It is so refreshing to watch a film about young people coming into their own (notice that I didn’t say ‘coming of age’) that actually has good (actually, great) writing, a storyline that doesn’t make you cringe, and truly likeable characters that are not reduced to cardboard cutout stereotypes like ‘the pretty dumb, bitchy blonde’ and the ‘straitlaced, brunette, nerdy but actually gorgeous (after the makeover) girl’ and of course, how can we forget the ‘jock who has a heart of gold’.
The last film I watched and reviewed that managed to accomplish this was The Perks of Being a Wallflower (2012), and while it was a charming film, full of whimsy and some great music, it didn’t quite have the clarity and sensitivity of writing that elevates The Spectacular Now to one of the loveliest films about youth and romance that I’ve seen in a while.
The story is simple enough. Sutter Keely (Miles Teller) is an amiable popular kid who dates the lovely golden haired Cassidy (Brie Larson), who is clearly a girl who wants something from her life. Tired of drifting around with the borderline alcoholic Sutter – whose flask is never far from his side, Cassidy dumps him – leaving the boy bewildered but unfazed, convinced he will get her back.
Driving home drunk one day after drowning his sorrows, Sutter ends up passed out on the lawn in front of Aimee Finecky’s (Shailene Woodley) house. Sutter being Sutter invites himself on Aimee’s paper route after figuring out that she needs the help and so begins a little romance, with Aimee slowly falling for Sutter’s goofy charm just as Sutter begins to realise that high school will not last forever and soon, everyone, aside from himself, will be off to college, Aimee and Cassidy included.
The Spectacular Now avoids all the pitfalls of most screenplays that deal with young people interacting with older people. Sutter’s geometry teacher Mr Aster (Andre Royo) while concerned about Sutter failing out of geometry is anything but the annoying self-righteous educator, instead he jokes with Sutter encouraging him with his hipster charm and saying with absolute sincerity that if Sutter fails, then he fails too.
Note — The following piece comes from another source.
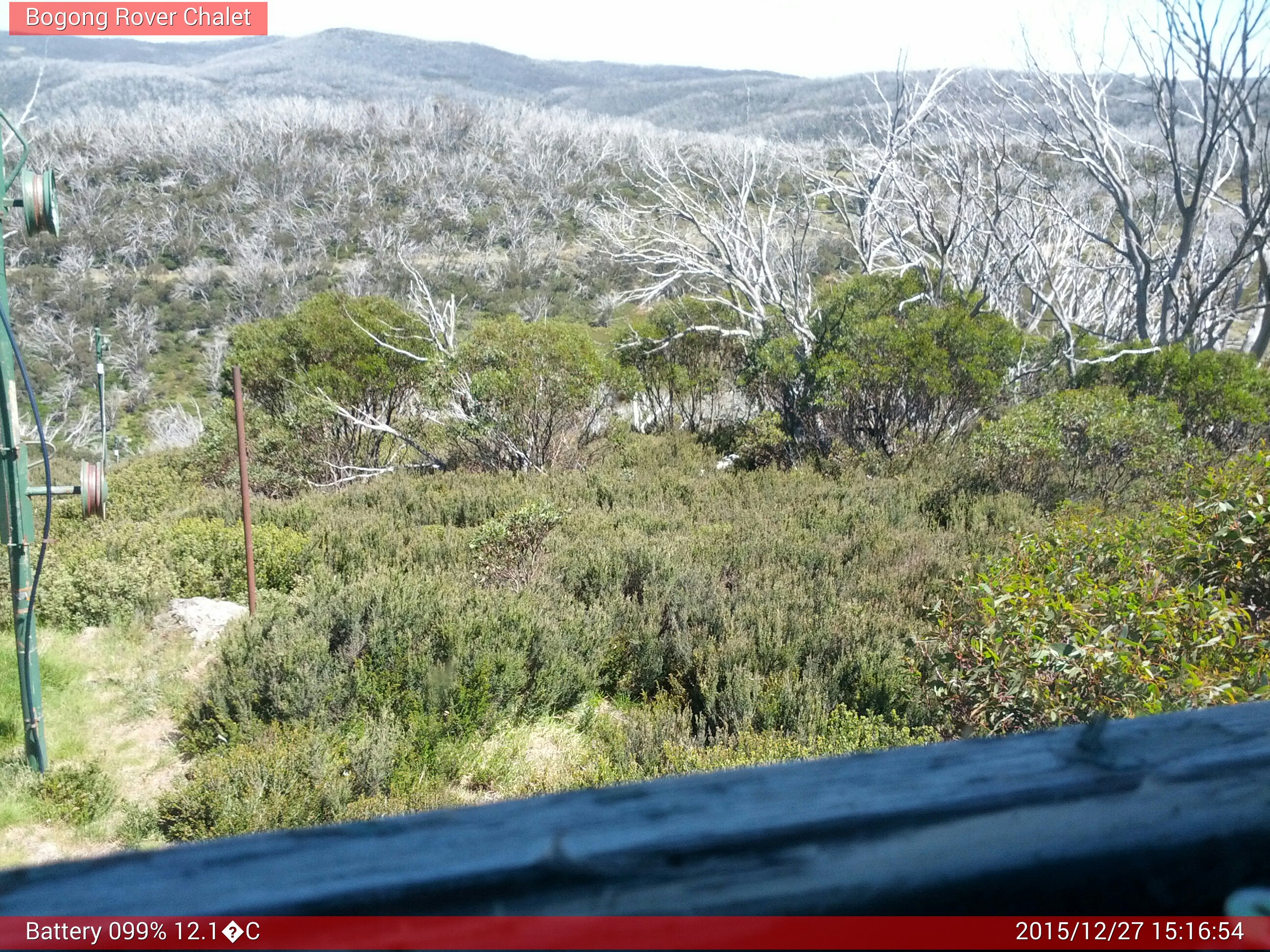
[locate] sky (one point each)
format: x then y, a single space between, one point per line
803 37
Similarly great as the adults are Jennifer Jason Leigh as Sutter’s hardworking mom, Sara, who is wry and loving at the same time and clearly overworked. Kyle Chandler (of Friday Night Lights fame) plays Sutter’s estranged, alcoholic and thoughtless dad with pathos in a heartbreaking scene where he asks his teenage son to pick up the tab at a bar.
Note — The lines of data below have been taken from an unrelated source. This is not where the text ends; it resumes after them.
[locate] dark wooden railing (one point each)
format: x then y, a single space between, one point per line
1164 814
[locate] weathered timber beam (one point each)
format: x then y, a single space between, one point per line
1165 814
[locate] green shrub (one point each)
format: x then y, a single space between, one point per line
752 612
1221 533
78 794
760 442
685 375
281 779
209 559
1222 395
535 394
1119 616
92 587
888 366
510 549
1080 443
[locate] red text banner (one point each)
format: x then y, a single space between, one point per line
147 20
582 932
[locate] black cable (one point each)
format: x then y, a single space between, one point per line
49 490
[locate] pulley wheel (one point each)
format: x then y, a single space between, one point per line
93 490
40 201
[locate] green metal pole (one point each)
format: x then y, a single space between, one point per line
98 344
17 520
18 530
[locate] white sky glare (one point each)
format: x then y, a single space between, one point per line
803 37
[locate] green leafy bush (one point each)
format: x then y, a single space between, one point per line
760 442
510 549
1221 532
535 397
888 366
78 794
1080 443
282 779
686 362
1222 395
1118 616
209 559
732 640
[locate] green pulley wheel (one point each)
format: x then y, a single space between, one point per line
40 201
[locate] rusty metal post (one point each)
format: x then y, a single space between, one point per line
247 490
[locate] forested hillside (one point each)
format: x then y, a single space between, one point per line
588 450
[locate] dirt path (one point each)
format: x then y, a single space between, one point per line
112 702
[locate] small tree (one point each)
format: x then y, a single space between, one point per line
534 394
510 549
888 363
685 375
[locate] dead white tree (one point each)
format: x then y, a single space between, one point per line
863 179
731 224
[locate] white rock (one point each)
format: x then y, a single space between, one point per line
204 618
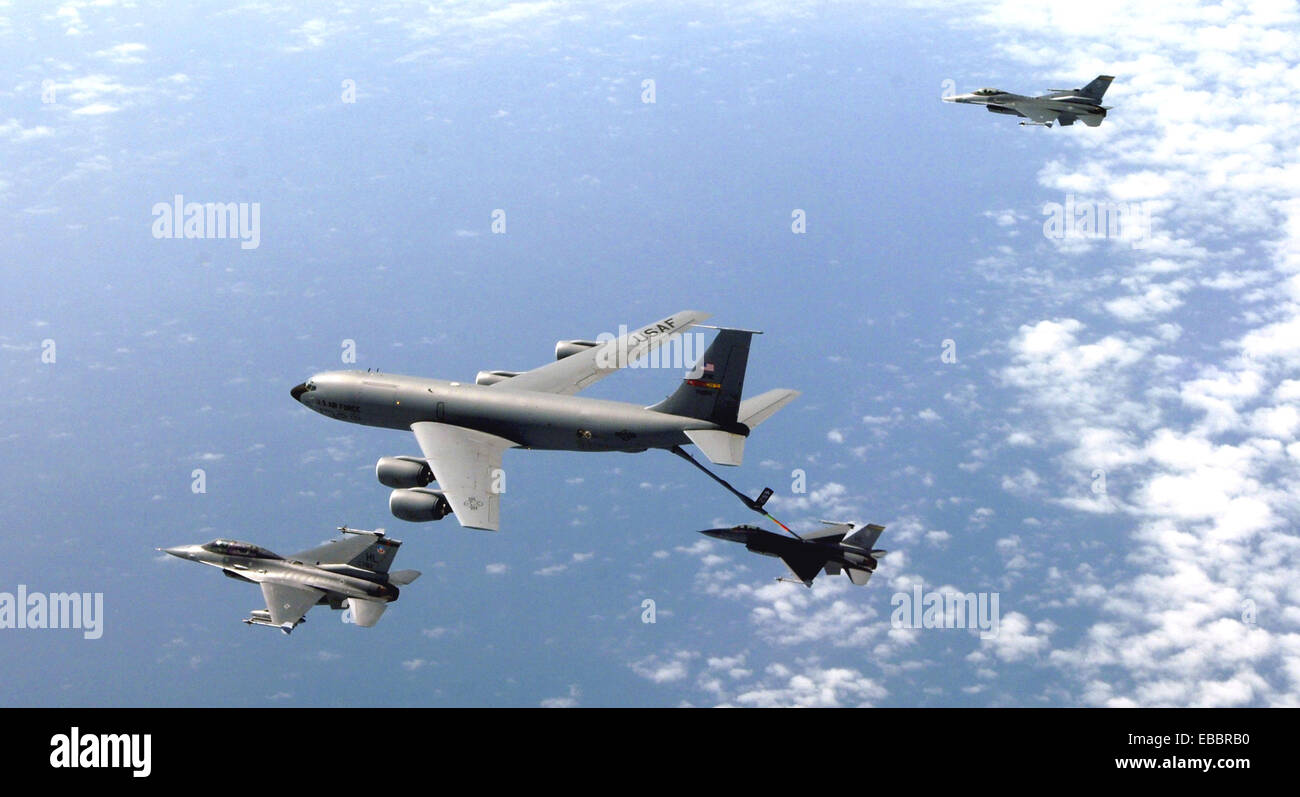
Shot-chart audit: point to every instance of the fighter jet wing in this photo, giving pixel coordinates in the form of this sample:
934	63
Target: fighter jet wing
804	566
467	464
1036	112
590	365
337	551
289	603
In fact, every scene in the film will surprise you – taking you in the opposite direction, subtly, from where you think it’s going to go – that is how you write a film about an age old subject and still keep it new and engaging. With the help of Shailene Woodley and Miles Teller, clearly two of the most talented young actors around, this film will take you back to when you were young, living in that spectacular now, and it will make you think.